Tenet Review

What time is it?

It’s an often asked question that usually elicits a clear and simple answer. Not in Christopher Nolan’s movies. The answers in his movies are complicated, often maddening, and frequently grandly entertaining. We’ve seen it in Memento, Inception, and Interstellar with the latter being a mixed bag and the first two being pretty great. His latest is Tenet and it definitely falls more into the maddening territory with big and loud moments of thrills. You may wish you had a physics degree during it, but this is mostly an excuse for Nolan to play in the super spy genre with a bunch of quantum related gobbledygook thrown in. The director’s most ardent admirers may study it endlessly for Easter eggs and clues as to its true meaning. Upon first watch, I’m not so sure Tenet is worth the scrutiny. Yet there’s some car chases and battle scenes played to Nigel Tufnel levels of volume that land pleasingly on screens big and small. Weird science and hundreds of millions of dollars worth of action set pieces… this is Nolan’s rap and he frequently goes to eleven in this one.

John David Washington is (rather annoyingly) known only as The Protagonist. Let’s call him “Pro” for the duration of this review. A government agent who proves his bonafides to his superiors, he’s allowed into a secret organization known as the picture’s title. Pro’s new assignment tasks him with preventing something “worse” than nuclear holocaust in one example of some clunky dialogue. This is where the physics lessons are useful. You see, Russian oligarch Andrei Sator (Kenneth Branagh) is hellbent on destroying the past and future through the concept of “inversion”. Essentially this means playing with time travel concepts that can wipe out what occurred before or after. I’m not sure Doc Brown could properly provide sufficient exposition without multiple viewings and neither can Pro or his partner Neil (Robert Pattinson). You may want to look up “temporal pincer movements” before you watch.

In addition to Pro’s teaming with Neil, his mission to stop Sator also involves the villain’s estranged wife Kat (Elizabeth Debicki). She’s quite good here and she’s really the only heroic figure that’s written with any layers. Washington and Pattinson are just fine, though their characters are quite dull on the page and screen. For Branagh, this is his chance to ham it up in true Bond baddie style and he relishes it. We have also get a bit of Michael Caine (common for a Nolan experience) and internationally known Hindi actress Dimple Kapadia as an arms trafficker.

Tenet does feature the aforementioned action set pieces that are impressive in scope and tech wizardry. The director doesn’t handle these sequences with half measures. If the scene calls for a 747 to be demolished, you best believe that plane was actually destroyed. The inversion concept lends to eye candy moments with backwards cars screeching on the highway and seagulls (!) even flying in reverse.

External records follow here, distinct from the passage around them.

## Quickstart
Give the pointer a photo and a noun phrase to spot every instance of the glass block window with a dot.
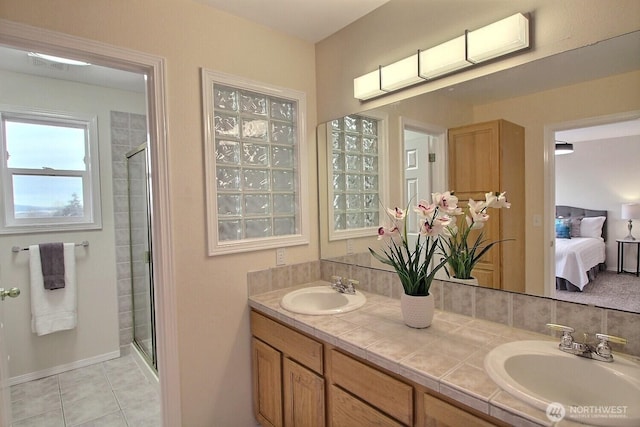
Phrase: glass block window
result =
(355, 173)
(49, 168)
(254, 157)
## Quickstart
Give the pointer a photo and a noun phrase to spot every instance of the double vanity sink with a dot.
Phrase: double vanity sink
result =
(321, 300)
(565, 386)
(537, 372)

Very early on, a scientist is explaining the science behind Tenet to Pro with the following dialogue: “Don’t try to understand it. Feel it.” I wrote that piece of advice down immediately. I had a notion these words might aptly describe the next two hours plus. And they do. I certainly felt the decibel levels of Nolan and his crew choreographing expensive battles. They take place all over the globe in Norway, Italy, and Siberia. I did not, on the other hand, feel too invested in the complicated narrative mechanics that cause them. In fact, I wrote down something else I didn’t expect to while watching – “Austin Powers”. In that super spy’s second outing, The Spy Who Shagged Me, Austin attempts to understand the highly confusing time travel plot in a conversation with his colleague Basil. After twisting his brain into a knot discussing it, Basil smartly replies “I suggest you don’t worry about those things and just enjoy yourself.” He then turns to the camera and says to us – “That goes for all of you, too.” It’s a funnier way of asking us to feel it whether we understand it or not. That request succeeds only intermittently with Tenet.